How to win on compliance
When fintechs recognize compliance as one of the most
fundamental challenges facing their clients and prospects, they are able to
offer a much more robust value proposition by addressing regulatory overhead as
ambitiously as possible.
Our conviction that fintechs need to have a presence
wherever their prospects have a problem took us all the way to the Supreme
Court in 2017, where we acted as amicus in the Expressions Hair Design v.
Schneiderman case that challenged a law that continued to restrict credit card
surcharging in New York state despite the change to the card brand rules.
Although there were numerous merchants and think tanks
joining the plaintiffs in supporting surcharging, CardX was the only payments
company to join the case, which—thanks to an 8-0 victory—opened new states to
surcharging.
Not only did Expressions give us an opportunity to
contribute our real-world expertise on how surcharging compliance can be
automated, it allowed us to carry the movement forward in states like Oklahoma
and most recently Kansas, where we were the plaintiff and changed the state law
to allow businesses there to use CardX. We were able to reshape the map because
our product proactively solved for the most common regulatory concerns: in the
statement of facts, we showed how a compliant surcharging solution guarantees
consumer protection standards will be met by always showing the surcharge amount
prior to the transaction and never charging excessive fees.

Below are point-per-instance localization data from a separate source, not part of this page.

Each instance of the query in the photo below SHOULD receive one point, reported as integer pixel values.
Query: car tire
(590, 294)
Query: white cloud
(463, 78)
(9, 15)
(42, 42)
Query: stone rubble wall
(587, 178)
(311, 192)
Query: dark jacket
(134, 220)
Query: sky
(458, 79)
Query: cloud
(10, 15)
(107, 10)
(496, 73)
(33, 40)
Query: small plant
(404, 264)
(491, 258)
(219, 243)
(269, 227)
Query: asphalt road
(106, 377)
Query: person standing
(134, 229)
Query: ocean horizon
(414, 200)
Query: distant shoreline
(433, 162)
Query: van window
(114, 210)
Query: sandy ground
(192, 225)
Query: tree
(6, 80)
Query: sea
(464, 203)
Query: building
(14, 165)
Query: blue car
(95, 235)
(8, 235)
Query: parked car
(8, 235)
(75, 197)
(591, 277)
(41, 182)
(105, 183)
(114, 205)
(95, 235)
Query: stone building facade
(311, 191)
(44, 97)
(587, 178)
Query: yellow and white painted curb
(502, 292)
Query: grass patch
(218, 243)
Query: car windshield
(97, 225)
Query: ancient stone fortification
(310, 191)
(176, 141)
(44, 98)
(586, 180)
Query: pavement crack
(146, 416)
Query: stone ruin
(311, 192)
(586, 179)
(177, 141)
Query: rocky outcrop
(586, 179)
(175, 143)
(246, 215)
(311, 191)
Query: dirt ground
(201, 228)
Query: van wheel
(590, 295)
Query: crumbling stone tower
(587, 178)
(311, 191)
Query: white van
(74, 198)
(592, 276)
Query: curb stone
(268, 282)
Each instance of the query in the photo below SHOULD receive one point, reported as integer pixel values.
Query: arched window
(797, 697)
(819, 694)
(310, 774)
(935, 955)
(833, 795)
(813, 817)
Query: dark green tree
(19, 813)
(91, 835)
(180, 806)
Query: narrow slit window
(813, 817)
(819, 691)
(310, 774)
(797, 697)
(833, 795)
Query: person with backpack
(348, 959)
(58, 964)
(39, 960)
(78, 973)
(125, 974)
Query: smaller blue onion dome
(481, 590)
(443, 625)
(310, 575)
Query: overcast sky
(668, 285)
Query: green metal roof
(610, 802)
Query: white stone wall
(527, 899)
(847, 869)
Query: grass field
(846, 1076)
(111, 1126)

Our regulatory advocacy was key not only to introducing the
surcharging option to businesses located in states where it was previously
restricted, but it was just as important for our largest customers who wanted a
uniform experience for their payers nationwide: the Fortune 500 companies we
serve have consistently identified compliance expertise as the single most
salient factor in choosing CardX as their payments solution provider.
The next generation of fintech
Many of the biggest challenges in delivering a great product
experience in finance today are not the limitations of web technologies, but
rather the complexity of innovating within the nexus of laws, regulations, and
contracts governing the banking industry.
Rather than being daunted by this compliance barrier to
entry, the most successful fintechs recognize it as an opportunity to
outcompete.
As more and more companies start thinking about themselves
as fintechs, and fintech continues to eat away at traditional commerce, their
leaders must recognize that financial innovation can only move at the speed of
regulation. Many of the hardest problems in fintech are in finding ways to make
compliance seamless—which is why the biggest winners will be the companies that
understand that regtech is an inherent part of the fintech value proposition.